Google Cloud Functions operate within a runtime environment distinct from other serverless platforms like Google Cloud Run, as they do not rely on containers from the user prespective. Consequently, specifying a container image as the function's runtime isn't feasible. However, you can enhance the default package set by providing a custom requirements.txt file, allowing for the inclusion of additional Python modules automatically installable via pip.
Currently, Google Cloud Functions supports Python >= 3.7. You can find the list of pre-installed modules here. In addition, the Lithops default runtimes are built with the packages included in this requirements.txt file:
The default runtime is created automatically the first time you execute a function. Lithops automatically detects the Python version of your environment and deploys the default runtime based on it. In this sense, to run a function with the default runtime you don't need to specify anything in the code, since everything is managed internally by Lithops:
import lithops
def my_function(x):
return x + 7
fexec = lithops.FunctionExecutor()
fexec.call_async(my_function, 3)
result = lithops.get_result()By default, Lithops uses 256MB as runtime memory size. However, you can change it in the config or when you obtain the executor, for example:
import lithops
pw = lithops.FunctionExecutor(runtime_memory=512)Build your own Lithops runtime for Google Cloud Functions
If you require additional Python modules not included in the default runtime, you can create your own custom Lithops runtime incorporating them. To create a custom runtime, compile all the necessary modules into a requirements.txt file.
For instance, if you wish to integrate the matplotlib module into your runtime, which isn't part of the default setup, you need to append it to the existing requirements.txt file. Note that this requirements.txt contains the mandatory pakcges required by lithops, so you don't have to remove any of them from the list, but just add your packages at the end.
After updating the file accordingly, you can proceed to build the custom runtime by specifying the modified requirements.txt file along with a chosen runtime name:
$ lithops runtime build -b gcp_functions -f requirements.txt my_matplotlib_runtime
This command will add an extra runtime called my_matplotlib_runtime to the available Google Cloud Function runtimes.

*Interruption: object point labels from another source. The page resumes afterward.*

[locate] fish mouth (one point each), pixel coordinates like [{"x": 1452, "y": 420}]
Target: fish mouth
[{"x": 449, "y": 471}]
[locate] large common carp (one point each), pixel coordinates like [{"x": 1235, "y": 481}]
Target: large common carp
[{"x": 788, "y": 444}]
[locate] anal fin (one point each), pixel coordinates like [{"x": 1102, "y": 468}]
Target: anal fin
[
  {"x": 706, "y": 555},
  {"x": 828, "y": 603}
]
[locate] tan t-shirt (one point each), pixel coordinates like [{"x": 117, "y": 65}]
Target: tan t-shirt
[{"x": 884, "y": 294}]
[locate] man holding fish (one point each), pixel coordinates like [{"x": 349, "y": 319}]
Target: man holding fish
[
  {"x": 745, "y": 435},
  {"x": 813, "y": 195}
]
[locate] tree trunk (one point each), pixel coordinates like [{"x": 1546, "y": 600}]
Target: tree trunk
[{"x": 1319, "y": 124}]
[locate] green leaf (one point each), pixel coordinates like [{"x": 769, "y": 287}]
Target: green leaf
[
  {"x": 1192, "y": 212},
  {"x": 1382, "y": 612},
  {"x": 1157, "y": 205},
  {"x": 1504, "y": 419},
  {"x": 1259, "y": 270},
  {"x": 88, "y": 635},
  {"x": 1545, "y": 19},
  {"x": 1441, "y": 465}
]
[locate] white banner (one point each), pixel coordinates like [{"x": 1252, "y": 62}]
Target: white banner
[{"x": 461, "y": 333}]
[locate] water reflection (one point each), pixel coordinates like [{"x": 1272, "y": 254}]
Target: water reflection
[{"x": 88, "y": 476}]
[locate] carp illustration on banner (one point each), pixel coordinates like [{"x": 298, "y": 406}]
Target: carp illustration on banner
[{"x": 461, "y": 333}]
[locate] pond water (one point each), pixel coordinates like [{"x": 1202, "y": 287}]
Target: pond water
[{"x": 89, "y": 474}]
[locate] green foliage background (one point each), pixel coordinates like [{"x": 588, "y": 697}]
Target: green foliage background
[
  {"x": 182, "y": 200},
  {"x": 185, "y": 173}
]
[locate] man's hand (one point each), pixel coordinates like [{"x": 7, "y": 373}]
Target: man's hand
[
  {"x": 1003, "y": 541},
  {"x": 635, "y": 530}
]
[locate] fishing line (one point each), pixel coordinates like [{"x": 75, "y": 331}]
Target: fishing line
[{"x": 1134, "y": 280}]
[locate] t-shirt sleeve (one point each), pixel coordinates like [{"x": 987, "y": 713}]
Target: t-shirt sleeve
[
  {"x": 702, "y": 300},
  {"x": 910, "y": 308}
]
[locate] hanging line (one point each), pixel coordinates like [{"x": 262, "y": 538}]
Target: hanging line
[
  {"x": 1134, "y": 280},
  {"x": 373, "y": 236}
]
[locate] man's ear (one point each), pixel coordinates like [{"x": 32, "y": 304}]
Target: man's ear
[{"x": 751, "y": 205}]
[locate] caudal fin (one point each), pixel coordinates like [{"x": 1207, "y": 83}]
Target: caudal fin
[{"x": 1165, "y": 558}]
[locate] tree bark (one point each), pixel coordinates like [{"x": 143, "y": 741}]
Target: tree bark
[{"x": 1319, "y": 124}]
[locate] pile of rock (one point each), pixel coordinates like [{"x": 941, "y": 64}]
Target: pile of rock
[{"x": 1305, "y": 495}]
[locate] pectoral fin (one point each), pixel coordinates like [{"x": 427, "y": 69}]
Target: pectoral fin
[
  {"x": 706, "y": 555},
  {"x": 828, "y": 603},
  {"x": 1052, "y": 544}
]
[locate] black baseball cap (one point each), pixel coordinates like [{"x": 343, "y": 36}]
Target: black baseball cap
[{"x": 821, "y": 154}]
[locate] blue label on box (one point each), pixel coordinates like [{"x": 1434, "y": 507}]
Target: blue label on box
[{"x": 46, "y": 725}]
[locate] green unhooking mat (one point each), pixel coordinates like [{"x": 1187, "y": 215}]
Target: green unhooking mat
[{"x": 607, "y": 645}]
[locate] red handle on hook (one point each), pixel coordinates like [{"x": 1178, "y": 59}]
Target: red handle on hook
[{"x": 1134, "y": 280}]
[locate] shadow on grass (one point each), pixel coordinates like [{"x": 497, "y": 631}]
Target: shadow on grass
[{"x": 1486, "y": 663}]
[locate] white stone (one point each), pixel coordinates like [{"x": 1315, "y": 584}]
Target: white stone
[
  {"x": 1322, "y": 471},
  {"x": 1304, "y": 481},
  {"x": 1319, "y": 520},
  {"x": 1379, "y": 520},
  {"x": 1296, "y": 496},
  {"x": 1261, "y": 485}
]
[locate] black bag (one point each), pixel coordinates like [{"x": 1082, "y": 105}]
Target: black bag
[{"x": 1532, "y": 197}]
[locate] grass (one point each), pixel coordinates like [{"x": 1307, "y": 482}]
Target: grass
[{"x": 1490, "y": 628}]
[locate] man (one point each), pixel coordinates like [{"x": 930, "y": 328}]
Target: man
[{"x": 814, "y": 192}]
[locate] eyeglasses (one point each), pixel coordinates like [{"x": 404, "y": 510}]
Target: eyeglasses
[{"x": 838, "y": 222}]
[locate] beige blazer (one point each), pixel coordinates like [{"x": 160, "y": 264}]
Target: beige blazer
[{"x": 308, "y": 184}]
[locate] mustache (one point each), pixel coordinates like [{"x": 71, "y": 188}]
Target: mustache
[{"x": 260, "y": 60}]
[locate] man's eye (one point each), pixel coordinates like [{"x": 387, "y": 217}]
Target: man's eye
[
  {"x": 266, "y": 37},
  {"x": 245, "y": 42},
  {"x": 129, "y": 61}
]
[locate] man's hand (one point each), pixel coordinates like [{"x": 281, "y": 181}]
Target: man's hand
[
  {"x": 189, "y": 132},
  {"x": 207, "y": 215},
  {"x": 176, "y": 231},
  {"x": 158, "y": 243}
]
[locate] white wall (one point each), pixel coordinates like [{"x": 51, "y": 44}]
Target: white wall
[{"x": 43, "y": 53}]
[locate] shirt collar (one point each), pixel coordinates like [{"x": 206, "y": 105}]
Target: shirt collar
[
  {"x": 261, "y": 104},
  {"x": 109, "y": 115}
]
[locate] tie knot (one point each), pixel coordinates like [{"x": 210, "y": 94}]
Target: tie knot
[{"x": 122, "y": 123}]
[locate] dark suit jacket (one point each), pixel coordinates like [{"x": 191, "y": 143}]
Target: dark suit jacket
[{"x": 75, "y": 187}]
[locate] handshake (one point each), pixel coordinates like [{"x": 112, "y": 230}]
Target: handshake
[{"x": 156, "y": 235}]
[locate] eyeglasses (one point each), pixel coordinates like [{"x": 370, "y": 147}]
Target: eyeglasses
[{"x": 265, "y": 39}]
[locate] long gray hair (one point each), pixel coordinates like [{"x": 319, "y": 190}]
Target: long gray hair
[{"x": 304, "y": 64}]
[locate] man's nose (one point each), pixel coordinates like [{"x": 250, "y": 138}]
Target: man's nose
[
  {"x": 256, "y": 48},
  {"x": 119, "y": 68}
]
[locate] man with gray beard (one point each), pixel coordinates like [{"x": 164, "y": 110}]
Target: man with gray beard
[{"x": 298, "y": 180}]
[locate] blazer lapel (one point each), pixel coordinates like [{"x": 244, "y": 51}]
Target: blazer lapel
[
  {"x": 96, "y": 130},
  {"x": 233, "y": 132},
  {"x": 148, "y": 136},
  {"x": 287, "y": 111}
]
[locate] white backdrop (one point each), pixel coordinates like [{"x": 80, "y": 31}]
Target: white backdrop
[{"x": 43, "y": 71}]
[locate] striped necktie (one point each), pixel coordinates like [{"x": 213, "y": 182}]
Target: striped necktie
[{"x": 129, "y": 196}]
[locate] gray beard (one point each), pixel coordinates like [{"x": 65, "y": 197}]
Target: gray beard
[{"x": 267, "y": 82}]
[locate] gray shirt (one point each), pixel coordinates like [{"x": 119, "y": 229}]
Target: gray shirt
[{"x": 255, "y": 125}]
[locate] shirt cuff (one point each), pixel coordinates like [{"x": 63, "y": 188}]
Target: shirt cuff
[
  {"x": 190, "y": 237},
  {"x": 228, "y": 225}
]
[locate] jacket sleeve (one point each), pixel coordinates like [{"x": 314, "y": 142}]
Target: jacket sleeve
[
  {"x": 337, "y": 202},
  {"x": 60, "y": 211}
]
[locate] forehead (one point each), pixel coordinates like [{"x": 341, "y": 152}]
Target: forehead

Finally, you can specify this new runtime when creating a Lithops Function Executor:
import lithops
def test():
import matplotlib
return repr(matplotlib)
lith = lithops.FunctionExecutor(runtime='my_matplotlib_runtime')
lith.call_async(test, data=())
res = lith.get_result()
print(res) # Prints <module 'matplotlib' from '/layers/google.python.pip/pip/lib/python3.12/site-packages/matplotlib/__init__.py'>If we are running Lithops, for example, with Python 3.12, my_matplotlib_runtime will be a Python 3.12 runtime with the extra modules specified installed.